5-methylcytosine (m5C)

m5C, methylation of the fifth carbon of the RNA base in cytosine (C), is another common RNA modification. To date, m5C has been detected in a wide range of RNAs, including mRNAs, tRNAs, rRNAs, and eRNAs. Among these RNAs, m5C is abundant in eukaryotic tRNA and rRNA160,161. Members of the DNA methyltransferase-like 2 and NOL1/NOP2/SUN domain family member (NSUN) families mediate m5C modification in specific types of RNA. In addition, members of the ten-eleven translocation family function as m5C demethylases, while Aly/REF export factor and Y-box binding protein 1 act as readers to recognize m5C by binding to m5C-modified sites162,163. m5C modification contributes to multiple cellular functions that differ by RNA subtype140,163. m5C modification of eRNA prevents its degradation164. Moreover, m5C modification is closely related to the progression of various types of cancer160,165,166. The H19 lncRNA is aberrantly overexpressed and is known to have carcinogenic effects as a tumor-associated factor. In hepatocellular carcinoma (HCC), both the H19 lncRNA and m5C methylation are increased, which is significantly related to m5C-induced H19 lncRNA expression and is uniquely connected to the Ras-GTPase-activating protein SH3 domain-binding protein 1 (G3BP1). G3BP1, an oncoprotein, can bind to MYC mRNA, which causes its decay and promotes tumor progression. The increased level of m5C-modified H19 lncRNA can compete with G3BP1, which suppresses the degradation of MYC mRNA and induces an increase in the MYC level, thus enhancing the oncogenic process167. In gastric cancer, the lncRNA NR_033928 is upregulated and highly m5C methylated by overexpressed NSUN2, which contributes to poor prognosis. m5C-modified NR_033928 was found to promote an increase in glutaminase, which led to an increase in α-ketoglutarate (α-KG), a glutamine metabolite, and α-KG upregulated the expression of NR_033928 by activating 5-hydroxymethylcytosine demethylation, which promoted the progression of gastric cancer168.
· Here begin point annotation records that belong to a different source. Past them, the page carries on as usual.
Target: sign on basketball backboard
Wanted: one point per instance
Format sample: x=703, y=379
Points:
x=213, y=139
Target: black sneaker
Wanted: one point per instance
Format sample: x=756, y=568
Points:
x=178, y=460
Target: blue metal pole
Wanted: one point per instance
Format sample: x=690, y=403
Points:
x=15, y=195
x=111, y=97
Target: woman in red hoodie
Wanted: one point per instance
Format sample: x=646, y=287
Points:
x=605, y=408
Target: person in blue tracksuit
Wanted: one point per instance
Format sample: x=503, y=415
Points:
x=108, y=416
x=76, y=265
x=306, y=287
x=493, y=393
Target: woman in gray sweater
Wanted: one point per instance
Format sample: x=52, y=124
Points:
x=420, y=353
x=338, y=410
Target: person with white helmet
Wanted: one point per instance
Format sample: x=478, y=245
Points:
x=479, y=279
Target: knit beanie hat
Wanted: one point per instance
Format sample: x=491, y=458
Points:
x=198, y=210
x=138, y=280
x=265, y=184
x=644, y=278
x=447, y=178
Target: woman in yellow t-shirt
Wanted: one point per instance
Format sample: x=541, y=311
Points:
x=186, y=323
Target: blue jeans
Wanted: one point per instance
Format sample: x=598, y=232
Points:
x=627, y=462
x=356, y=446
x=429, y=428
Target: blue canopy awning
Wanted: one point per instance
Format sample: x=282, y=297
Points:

2′-O-methylation (2′-O-Me)

2′-O-Me, a highly conserved posttranscriptional modification of RNA, refers to the attachment of a methyl group to the 2′ hydroxyl (–OH) of the ribose moiety in any nucleotide via SNORDs and the 2′-O-methyltransferase fibrillarin. This modification has been identified in a wide range of RNAs, including mRNAs, tRNAs, rRNAs, and snRNAs, which play important roles in various cellular processes. For instance, SNORDs and fibrillarin-mediated 2′-O-Me in peroxidasin (Pxdn) promote the upregulation of Pxdn mRNA expression169. In the human ribosome, 2′-O-methylation of rRNA can be regulated at functional sites important for translation, and the intrinsic capabilities of the ribosome modulate the translation of mRNA by altering the 2′-O-Me pattern170. In addition, SNORD113-6-mediated 2′-O-Me modification of tRNALer(TAA) inhibits the site-dependent fragmentation of a tRNA fragment (tRF)Leu, which is associated with vascular remodeling171. Moreover, 2′-O-Me modification is correlated with lncRNA modulation. The ZFAS1 lncRNA and snoRNP NOP58 are upregulated in colorectal cancer (CRC), and ZFAS1 interacts with NOP58, which results in the binding of SNORD72C and SNORD78 to mediate 2′-O-Me at the Gm3878 and Gm4593 sites in rRNA. As a result, the mRNA stability and translation of the downstream targets eukaryotic translation initiation factor 4A3 and laminin subunit gamma 2 increase, which promotes CRC cell proliferation and progression172. However, not all SNORDs do not participate in methylation. In HCC, lncRNA associated with liver regeneration (LALR1) and SNORD72 are highly upregulated, and LALR1 binds to SNORD72, which promotes the stability of inhibitor of DNA binding 2 mRNA. Subsequently, it enhances invasion and tumor growth173.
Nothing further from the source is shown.